Singh was to be accompanied by Sonia Gandhi for a two-day visit in which he will inspect major infrastructure projects and inaugurate part of a railway line to connect north and south Kashmir.
More than a dozen armed rebel groups have been fighting Indian forces since 1989 for Kashmir's independence or its merger with Pakistan and tens of thousands of people, mostly civilians have died in the fighting.
Mohammed Afzal Guru's execution, carried out in Delhi's Tihar Jail without first informing his family, triggered widespread protests in Kashmir where many doubted his guilt.
Much of Kashmir has since been put under curfew repeatedly while protests and strikes have disrupted daily life.
Police and paramilitary forces have been deployed in strength across the region ahead of Singh's visit, with additional check points along major highways.
Eight soldiers were killed and 13 others were wounded, a police official said on condition of anonymity.
The militants, travelling by motorbike, opened fire on the army vehicles which were en route to a nearby base, before lobbing a grenade at one of them, police sources said.

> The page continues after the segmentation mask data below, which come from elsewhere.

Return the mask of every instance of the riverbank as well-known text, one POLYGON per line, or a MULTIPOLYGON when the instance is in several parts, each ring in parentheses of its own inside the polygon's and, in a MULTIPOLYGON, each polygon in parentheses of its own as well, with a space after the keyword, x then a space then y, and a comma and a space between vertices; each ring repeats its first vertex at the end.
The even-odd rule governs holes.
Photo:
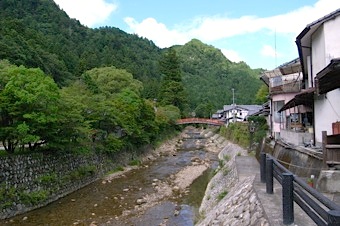
MULTIPOLYGON (((207 186, 197 225, 269 225, 254 189, 255 172, 240 175, 237 170, 236 158, 242 157, 254 158, 230 142, 219 153, 223 163, 207 186)), ((243 167, 251 169, 246 162, 243 167)))

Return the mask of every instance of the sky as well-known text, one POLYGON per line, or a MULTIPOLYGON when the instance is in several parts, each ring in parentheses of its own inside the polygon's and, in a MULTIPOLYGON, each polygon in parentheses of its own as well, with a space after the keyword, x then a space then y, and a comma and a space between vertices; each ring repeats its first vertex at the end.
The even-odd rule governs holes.
POLYGON ((340 8, 340 0, 54 1, 90 28, 116 27, 160 48, 195 38, 233 62, 267 70, 297 58, 297 35, 340 8))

Hizbul Mujahideen, a local pro-Pakistan militant, group claimed responsibility.
The three main separatist groups have called for a strike on Tuesday to protest against Singh's visit.
"This is a protest against the forcible military occupation of Kashmir and we want to give the Indian prime minister this message that by hanging Afzal Guru, New Delhi has sent the entire Kashmiri people to the cross," Syed Ali Geelani, a top separatist leader, said in a statement.
Officials say a few dozen youths have been detained in police stations to "prevent protests" during the visit, although separatist leaders put the figure at hundreds.
It was the deadliest attack on security forces since July 2008 when a landmine killed nine soldiers on a bus on the outskirts of Srinagar.
Chief minister Omar Abdullah was among those who condemned Monday's attack, saying it was "aimed at restoring the shattered morale of the militants".
Abdullah is an ally of Singh but has criticised the Delhi government for showing what he regards as a lack of political will to resolve the underlying tensions here.
"The Kashmir issue needs to be addressed politically. Economic packages are not a solution to the issue nor can it be found on the point of a gun," Abdullah said recently.
In an editorial on the eve of the visit, the local Kashmir Reader daily said the security measures put in place during the visit "only proves to be a reminder of broken promises".
Singh is expected to review a federally funded reconstruction package he had announced nine years back after taking office for his first term.
He will also inaugurate part of an ambitious project expected to link the landlocked Kashmir valley with the massive Indian railway network by 2018.
During a visit in 2009, Singh inaugurated another section of the rail link and also reiterated his commitment to an economic reconstruction package worth around $4 billion.
Officials in the local government say only about only 40% of the allocated resources have been used so far.